Tittenhurst Park

This Tittenhurst Park blog is dedicated to John Lennon's home in Sunningdale, near Ascot, Berkshire between 1969 and 1971. The aim is to gather as much material relating to the estate as possible - obviously with the emphasis on the Lennon-era, but also concerning Tittenhurst Park as it was before and after John Lennon's ownership. In addition, there will be posts about and associated with the Beatles, plus any other rubbish I feel like. The blog is purely meant for the entertainment of anyone (assuming there is actually anyone) who, like me, has an unhealthy interest in one particular Georgian mansion. Those with anything interesting to contribute in the way of links, photos, scans, stories etc. please do contact me: tittenhurstlennon@gmail.com
(Legal: this blog is strictly non-commercial. All material is the property of the photographer/artist/copyright holder concerned. Any such who wishes a picture etc to be removed should contact me and I will do so. Alternatively, if someone is happy to see their photo on here, but would like a credit/link then let me know and I'll be happy to provide one).
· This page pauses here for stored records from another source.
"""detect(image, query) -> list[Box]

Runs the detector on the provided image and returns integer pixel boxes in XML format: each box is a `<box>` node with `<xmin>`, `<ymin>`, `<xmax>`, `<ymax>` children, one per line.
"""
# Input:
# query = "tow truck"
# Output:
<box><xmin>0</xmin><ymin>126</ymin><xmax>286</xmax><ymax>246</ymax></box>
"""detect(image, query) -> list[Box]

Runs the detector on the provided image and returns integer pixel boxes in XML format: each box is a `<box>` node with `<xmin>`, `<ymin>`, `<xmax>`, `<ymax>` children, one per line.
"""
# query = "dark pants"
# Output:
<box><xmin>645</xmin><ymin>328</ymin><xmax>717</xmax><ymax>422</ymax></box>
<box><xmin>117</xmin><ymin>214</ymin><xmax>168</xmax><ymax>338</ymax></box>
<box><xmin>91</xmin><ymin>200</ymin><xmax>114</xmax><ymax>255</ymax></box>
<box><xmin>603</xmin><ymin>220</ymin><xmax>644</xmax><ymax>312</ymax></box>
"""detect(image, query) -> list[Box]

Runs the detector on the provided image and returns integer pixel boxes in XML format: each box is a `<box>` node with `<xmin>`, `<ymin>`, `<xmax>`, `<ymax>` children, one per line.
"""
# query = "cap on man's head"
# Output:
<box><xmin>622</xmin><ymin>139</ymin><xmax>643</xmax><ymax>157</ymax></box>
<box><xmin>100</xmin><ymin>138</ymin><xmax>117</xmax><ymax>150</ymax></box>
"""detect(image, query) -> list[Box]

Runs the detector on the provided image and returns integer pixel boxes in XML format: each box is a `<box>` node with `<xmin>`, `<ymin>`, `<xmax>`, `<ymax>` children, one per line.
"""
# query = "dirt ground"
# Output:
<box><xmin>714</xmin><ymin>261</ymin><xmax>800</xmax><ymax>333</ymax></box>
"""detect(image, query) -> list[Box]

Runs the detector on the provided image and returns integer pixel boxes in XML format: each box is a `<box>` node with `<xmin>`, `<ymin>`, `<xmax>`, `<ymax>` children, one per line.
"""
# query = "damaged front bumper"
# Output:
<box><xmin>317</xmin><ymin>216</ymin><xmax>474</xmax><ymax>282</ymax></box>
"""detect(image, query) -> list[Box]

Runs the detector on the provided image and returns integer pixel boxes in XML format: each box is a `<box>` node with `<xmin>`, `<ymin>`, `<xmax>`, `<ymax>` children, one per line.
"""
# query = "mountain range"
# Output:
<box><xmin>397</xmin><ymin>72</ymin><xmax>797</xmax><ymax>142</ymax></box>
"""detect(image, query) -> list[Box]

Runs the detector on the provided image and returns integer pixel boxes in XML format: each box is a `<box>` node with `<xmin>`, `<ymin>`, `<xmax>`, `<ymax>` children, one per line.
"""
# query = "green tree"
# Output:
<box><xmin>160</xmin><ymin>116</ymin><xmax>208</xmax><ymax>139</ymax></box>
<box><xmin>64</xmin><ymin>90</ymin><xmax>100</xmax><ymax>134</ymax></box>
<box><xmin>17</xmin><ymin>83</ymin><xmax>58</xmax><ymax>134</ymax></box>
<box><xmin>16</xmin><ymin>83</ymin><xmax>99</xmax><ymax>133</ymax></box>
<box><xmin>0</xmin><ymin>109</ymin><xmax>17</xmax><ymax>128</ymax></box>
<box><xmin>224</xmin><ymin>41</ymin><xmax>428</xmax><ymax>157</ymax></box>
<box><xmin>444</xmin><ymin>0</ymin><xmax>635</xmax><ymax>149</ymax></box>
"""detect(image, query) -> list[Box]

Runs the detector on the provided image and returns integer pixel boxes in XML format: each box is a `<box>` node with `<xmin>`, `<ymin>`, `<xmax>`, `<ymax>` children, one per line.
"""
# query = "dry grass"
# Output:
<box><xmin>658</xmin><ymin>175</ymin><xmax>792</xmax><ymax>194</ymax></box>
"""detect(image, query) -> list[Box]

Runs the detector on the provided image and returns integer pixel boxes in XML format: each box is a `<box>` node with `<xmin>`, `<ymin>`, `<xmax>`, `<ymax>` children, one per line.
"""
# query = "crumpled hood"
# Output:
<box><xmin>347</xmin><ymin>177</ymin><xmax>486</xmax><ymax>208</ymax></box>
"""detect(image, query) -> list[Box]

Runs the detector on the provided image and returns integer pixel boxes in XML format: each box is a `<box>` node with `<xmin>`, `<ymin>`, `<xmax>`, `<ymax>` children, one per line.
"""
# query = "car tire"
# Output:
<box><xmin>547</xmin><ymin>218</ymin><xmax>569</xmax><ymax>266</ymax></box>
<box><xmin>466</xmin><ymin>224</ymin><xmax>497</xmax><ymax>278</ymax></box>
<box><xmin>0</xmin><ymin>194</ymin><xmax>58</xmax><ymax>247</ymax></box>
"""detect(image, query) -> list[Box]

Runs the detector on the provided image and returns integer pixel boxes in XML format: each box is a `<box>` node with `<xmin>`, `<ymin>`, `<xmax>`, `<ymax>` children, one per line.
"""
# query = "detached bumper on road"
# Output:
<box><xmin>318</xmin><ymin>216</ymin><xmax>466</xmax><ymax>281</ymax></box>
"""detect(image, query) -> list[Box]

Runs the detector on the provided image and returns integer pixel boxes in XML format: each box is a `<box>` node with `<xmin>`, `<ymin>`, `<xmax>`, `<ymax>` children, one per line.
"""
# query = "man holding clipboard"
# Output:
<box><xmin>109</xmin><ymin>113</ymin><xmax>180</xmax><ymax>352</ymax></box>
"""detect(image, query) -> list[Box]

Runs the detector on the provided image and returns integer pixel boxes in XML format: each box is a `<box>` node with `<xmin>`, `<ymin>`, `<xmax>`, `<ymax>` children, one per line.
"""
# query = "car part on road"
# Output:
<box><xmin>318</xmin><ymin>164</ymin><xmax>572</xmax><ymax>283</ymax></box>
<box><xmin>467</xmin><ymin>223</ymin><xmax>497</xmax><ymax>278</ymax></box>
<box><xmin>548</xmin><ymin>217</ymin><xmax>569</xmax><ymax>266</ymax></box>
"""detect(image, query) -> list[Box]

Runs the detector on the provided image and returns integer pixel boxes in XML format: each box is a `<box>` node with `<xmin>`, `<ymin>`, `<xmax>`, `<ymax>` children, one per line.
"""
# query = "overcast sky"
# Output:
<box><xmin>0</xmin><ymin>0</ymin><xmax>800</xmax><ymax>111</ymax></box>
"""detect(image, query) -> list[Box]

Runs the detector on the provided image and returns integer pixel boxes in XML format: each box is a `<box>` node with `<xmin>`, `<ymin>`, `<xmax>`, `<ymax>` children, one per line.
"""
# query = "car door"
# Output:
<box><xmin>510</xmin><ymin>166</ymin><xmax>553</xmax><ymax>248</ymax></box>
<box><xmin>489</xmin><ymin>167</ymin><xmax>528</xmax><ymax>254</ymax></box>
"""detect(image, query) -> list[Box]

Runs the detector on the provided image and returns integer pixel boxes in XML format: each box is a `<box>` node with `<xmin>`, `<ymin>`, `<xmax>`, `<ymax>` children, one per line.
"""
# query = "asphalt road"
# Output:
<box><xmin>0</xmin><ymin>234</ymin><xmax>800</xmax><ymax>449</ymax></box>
3 Days in the Life: stays in archive

Yoko Ono wins rights to footage

Yoko Ono has won a lawsuit against a group of collectors who disputed her rights to movie footage capturing intimate moments of the former Beatles legend.
A federal court in the northeastern city of Boston, Massachusetts last week ruled that Yoko Ono was the rightful copyright holder, according to her lawyer Jonathan Albano.
However he declined to say whether Ono would publicly release the documentary tapes, which includes scenes of Lennon smoking marijuana and composing.
"Our client is very happy in winning the case," Albano said.
The lawsuit dated back to last year, when World Wide Video, a consortium of collectors of Beatles memorabilia based in Massachusetts, filed a lawsuit against Ono for blocking a screening of a two-hour documentary it produced culling the rare footage.
The company had planned to show the film, titled "3 Days in the Life," in 2007, billing it as "a most intimate and no-holds-barred" look at Lennon's private life with his family and friends.
On the tapes, Lennon, who died in 1980, is also seen joking about lacing former president Richard Nixon's tea with the hallucinogenic drug LSD and composing songs like his own "Remember" and the Beatles' "Mind Games."
World Wide Video claimed it had bought the rights to the footage from Ono's previous husband, Anthony Cox, in 1970.
"Our film allows a new generation to share with those who lived through those times, a deep and penetrating look at the many sides of the man who set new standards in art, music, fashion and politics," World Wide Video executive producer Ray Thomas said in filing the lawsuit.